A database machine that can analyze over 60 gigabyte raw data per second in the most economical way possible. The Netherlands Organization for Scientific Research (NWO) has granted a budget to the Centrum Wiskunde & Informatica (CWI) in Amsterdam for the development of such an engine. The mission of the research project, that is called SciLens, is to reveal hidden knowledge stored in extensive scientific databases. The required hardware and software for this purpose is not available yet. An important part of the project is to build the SciLens machine, that will be operational at the end of this year.
The leading-edge system is specially configured for database management tasks, such as fast plowing through large amounts of data and is mainly composed of energy-efficient components. The machine is distinguished from supercomputers by a heavy emphasis on a good balance between I/O bandwidth and the required CPU power for database tasks, known as Amdahl-blades.

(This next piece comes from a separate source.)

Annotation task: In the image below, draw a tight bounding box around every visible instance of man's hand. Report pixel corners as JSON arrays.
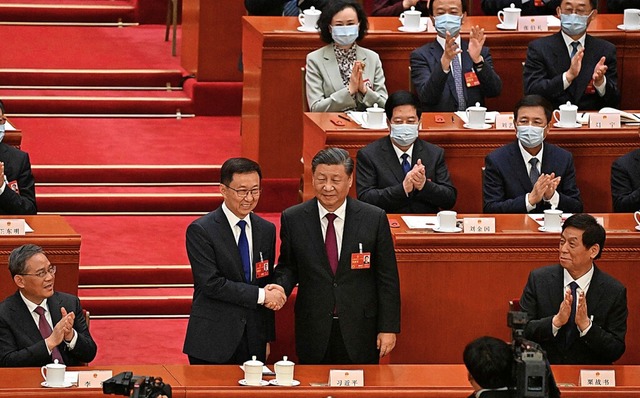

There are applications in different research areas such as seismology, astronomy, remote sensing, data mining and fraud detection in social networks. In early 2010 at the Chili earthquake, seismologists collected two terabytes of data. With a normal computer it is almost impossible to quickly search and analyze this data. A complete scan takes the SciLens machine only 30 seconds.
“A main difference with an internet search engine is that SciLens can literally find a needle in a haystack without having indexed it first,” says Martin Kersten from CWI and the initiator of the project. “Using Google, the haystack is divided into hay bales beforehand and each bale has a sign, telling what is inside. The SciLens machine can process data rapidly without having prior information of what is searched for.”
The SciLens machine is built like a pyramid with four tiers. Each tier has a different type of computer, from 256 energy efficient Intel Atoms to sixteen high-end servers. Every tier has a total of one terabyte memory and 128 terabyte hard disk space available. A superfast Infini-band network enables the database system to use this distributed memory as a ring buffer, making it possible to process over 256 gigabyte per second. The top consists of a single system with a terabyte of memory. It will take about two years before such a system will be available on the market.
According to Kersten, the biggest challenge in the construction is to find the right balance in the components in context of the intended database software MonetDB. His ideal is that elements from the bottom tier will be an example for a MonetDB database machine with the size of a shoebox and a capacity of ten terabyte that every scientist can afford to apply in his search in the abundance of observations. When the SciLens machine is operational, it will become available for research of CWI and its partners.